Am Nat. 2007 Sep;170(3):473-8. doi: 10.1086/520122. Epub 2007 Jul 16.
For more than six decades, physiological ecologists have intensively studied diverse aspects of lizard thermal biology. Nevertheless, a recent review notes that prior studies have generally ignored gender differences in body temperatures, thermal sensitivity, or other aspects of thermal biology. We concur that gender differences have been ignored and should be examined: if gender differences prove common, standard protocols for studying lizard natural history, thermal physiology, and ecology will require significant modification. To help resolve this issue, we conducted a retrospective analysis of our huge data set on the thermal biology of many desert lizards (more than 11,000 individuals from 56 species in seven major clades) from Africa, Australia, and North America. Results are unambiguous: gender differences in body temperature, air temperature, and time of activity--and thus in field thermal biology--are almost always minor. In fact, mean body temperatures of males and females differ by less than 1 degrees C in 80.4% of species. For desert lizards, gender differences in thermal biology are the exception, not the rule. Nevertheless, gender differences should be examined when feasible because exceptions--though likely rare--could be biologically interesting.

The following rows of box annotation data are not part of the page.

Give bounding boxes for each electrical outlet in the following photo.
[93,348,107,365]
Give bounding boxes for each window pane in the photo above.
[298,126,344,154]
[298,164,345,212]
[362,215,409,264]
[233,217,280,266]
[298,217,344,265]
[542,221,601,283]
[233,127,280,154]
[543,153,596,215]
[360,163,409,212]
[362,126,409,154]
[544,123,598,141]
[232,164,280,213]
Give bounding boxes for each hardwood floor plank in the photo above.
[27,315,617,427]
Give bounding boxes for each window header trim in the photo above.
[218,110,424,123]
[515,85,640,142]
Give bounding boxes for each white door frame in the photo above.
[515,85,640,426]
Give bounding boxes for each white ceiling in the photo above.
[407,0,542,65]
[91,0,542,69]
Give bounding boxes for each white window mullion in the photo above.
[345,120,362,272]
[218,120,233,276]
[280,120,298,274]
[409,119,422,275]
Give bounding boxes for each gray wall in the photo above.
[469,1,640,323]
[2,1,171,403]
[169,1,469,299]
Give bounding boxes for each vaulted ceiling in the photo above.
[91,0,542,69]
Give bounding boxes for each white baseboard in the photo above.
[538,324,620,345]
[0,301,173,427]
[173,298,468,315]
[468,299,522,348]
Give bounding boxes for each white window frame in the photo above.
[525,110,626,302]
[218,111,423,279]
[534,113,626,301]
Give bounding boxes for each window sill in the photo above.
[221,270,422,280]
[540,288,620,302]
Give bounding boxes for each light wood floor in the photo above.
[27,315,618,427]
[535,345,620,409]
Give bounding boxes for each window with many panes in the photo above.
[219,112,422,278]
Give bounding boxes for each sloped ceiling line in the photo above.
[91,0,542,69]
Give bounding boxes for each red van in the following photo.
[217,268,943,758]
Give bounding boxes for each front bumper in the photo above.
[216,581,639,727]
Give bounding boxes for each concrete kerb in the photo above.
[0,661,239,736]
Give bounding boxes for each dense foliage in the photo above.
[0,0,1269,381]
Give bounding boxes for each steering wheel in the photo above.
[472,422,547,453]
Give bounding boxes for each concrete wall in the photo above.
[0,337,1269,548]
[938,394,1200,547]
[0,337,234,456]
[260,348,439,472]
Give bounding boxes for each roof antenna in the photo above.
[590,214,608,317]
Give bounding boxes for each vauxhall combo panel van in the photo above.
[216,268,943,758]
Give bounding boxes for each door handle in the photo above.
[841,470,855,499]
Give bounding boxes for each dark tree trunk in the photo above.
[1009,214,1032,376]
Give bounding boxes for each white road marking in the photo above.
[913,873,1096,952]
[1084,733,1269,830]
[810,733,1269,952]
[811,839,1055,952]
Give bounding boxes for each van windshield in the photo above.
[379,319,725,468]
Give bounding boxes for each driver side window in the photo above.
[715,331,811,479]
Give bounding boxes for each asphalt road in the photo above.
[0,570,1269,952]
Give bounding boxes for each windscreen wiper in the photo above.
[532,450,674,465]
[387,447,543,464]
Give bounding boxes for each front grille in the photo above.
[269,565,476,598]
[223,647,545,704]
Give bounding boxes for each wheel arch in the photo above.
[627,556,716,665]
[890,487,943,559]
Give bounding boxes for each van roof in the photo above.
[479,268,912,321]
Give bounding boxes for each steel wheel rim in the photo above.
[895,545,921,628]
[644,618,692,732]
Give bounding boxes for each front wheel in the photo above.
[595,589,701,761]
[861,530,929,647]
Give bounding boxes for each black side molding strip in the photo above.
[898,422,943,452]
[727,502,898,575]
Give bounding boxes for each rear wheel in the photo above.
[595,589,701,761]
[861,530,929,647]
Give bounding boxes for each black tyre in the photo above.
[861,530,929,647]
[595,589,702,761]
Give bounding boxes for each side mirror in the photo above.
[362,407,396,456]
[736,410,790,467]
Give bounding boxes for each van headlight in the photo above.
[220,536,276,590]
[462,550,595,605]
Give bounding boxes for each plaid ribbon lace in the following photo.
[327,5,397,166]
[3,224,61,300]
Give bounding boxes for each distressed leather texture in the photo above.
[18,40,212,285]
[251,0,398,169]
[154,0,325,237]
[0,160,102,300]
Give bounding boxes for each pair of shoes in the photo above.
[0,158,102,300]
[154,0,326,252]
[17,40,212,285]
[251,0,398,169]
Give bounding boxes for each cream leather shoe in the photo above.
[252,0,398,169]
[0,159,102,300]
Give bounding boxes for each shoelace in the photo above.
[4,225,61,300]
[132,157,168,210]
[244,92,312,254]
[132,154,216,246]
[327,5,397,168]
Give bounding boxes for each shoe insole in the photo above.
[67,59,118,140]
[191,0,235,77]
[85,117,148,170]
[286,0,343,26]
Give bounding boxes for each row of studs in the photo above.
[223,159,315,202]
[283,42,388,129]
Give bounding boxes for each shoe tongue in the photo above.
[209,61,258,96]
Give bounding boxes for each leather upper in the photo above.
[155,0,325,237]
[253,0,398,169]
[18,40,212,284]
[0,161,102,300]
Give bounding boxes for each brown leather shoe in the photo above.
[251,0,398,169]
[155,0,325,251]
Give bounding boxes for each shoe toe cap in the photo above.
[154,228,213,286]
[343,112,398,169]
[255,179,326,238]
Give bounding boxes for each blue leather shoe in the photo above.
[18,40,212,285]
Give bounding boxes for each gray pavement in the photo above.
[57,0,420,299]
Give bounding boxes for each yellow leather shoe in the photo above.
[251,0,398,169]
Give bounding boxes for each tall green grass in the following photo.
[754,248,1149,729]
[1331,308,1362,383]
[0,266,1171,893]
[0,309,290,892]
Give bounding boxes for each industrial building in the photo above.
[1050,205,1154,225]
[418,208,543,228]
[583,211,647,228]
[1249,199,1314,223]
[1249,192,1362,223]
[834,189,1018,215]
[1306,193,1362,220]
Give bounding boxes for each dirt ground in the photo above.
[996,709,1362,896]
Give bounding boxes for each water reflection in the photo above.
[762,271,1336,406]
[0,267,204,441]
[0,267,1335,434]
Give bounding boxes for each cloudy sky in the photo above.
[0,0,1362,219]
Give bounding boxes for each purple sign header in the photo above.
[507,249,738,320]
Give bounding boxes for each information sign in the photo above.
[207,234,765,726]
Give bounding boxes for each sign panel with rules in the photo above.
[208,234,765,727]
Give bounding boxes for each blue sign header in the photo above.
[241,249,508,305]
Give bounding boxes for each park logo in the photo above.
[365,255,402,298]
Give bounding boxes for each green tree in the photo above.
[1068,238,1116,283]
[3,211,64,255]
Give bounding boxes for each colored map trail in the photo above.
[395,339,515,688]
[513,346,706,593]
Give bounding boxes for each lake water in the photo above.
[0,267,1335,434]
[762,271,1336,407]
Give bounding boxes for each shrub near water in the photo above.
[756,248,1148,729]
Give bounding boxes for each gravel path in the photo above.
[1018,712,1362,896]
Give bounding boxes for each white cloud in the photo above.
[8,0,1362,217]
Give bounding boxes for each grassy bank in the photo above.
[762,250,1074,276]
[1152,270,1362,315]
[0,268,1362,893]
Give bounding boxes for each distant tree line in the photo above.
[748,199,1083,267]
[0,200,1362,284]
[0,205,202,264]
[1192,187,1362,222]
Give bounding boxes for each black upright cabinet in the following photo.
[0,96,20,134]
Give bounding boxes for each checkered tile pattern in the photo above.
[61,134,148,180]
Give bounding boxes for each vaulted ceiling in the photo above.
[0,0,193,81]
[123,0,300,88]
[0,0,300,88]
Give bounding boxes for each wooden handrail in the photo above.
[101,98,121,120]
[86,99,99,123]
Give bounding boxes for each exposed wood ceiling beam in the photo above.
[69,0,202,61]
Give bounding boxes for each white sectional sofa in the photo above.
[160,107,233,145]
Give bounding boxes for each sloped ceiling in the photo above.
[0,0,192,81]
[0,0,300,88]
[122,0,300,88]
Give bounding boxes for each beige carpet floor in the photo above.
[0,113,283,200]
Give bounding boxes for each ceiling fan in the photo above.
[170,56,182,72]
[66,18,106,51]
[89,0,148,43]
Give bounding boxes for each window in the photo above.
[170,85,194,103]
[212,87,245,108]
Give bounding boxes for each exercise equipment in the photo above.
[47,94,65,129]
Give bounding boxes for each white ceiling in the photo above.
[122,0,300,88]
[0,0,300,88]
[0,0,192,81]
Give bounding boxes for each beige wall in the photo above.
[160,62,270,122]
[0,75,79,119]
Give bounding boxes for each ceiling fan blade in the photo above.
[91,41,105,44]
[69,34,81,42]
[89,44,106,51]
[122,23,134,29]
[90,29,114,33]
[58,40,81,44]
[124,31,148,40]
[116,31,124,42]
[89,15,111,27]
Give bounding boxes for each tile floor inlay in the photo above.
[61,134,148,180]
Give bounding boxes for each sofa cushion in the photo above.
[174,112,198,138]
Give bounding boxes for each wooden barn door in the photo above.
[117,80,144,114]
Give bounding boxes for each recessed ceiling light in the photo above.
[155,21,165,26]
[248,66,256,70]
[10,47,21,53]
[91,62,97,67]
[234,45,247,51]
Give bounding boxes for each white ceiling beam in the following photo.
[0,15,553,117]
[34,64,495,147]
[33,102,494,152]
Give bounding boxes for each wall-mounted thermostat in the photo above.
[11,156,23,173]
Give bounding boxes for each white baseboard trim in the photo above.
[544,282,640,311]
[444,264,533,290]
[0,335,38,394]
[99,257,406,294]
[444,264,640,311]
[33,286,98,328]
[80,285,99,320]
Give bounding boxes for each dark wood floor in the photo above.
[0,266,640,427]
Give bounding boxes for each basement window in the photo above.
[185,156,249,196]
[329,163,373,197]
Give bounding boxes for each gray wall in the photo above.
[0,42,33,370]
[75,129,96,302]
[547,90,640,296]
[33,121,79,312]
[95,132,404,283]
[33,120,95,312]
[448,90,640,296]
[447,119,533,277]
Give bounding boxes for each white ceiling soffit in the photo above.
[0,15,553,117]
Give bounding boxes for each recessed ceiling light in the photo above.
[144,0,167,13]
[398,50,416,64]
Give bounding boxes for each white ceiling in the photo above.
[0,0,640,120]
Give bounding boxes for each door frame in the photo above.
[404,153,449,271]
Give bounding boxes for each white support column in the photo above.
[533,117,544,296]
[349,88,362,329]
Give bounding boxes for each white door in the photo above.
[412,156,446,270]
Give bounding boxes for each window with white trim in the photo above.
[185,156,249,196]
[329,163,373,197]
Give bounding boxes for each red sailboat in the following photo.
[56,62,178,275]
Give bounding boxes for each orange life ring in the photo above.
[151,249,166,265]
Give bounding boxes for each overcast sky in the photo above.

六十多年来,生理生态学家一直在深入研究蜥蜴热生物学的各个方面。然而,最近的一篇综述指出,先前的研究普遍忽视了体温、热敏感性或热生物学其他方面的性别差异。我们认同性别差异一直被忽视,应该进行研究:如果性别差异被证明很常见,那么研究蜥蜴自然史、热生理学和生态学的标准方案将需要重大修改。为了帮助解决这个问题,我们对来自非洲、澳大利亚和北美的许多沙漠蜥蜴(七个主要类群中的56个物种的11000多个个体)的热生物学庞大数据集进行了回顾性分析。结果很明确:体温、气温和活动时间的性别差异——进而在野外热生物学方面的差异——几乎总是很小。事实上,在80.4%的物种中,雄性和雌性的平均体温差异不到1摄氏度。对于沙漠蜥蜴来说,热生物学中的性别差异是例外,而不是普遍规律。然而,只要可行,就应该研究性别差异,因为这些例外情况——尽管可能很少见——在生物学上可能很有趣。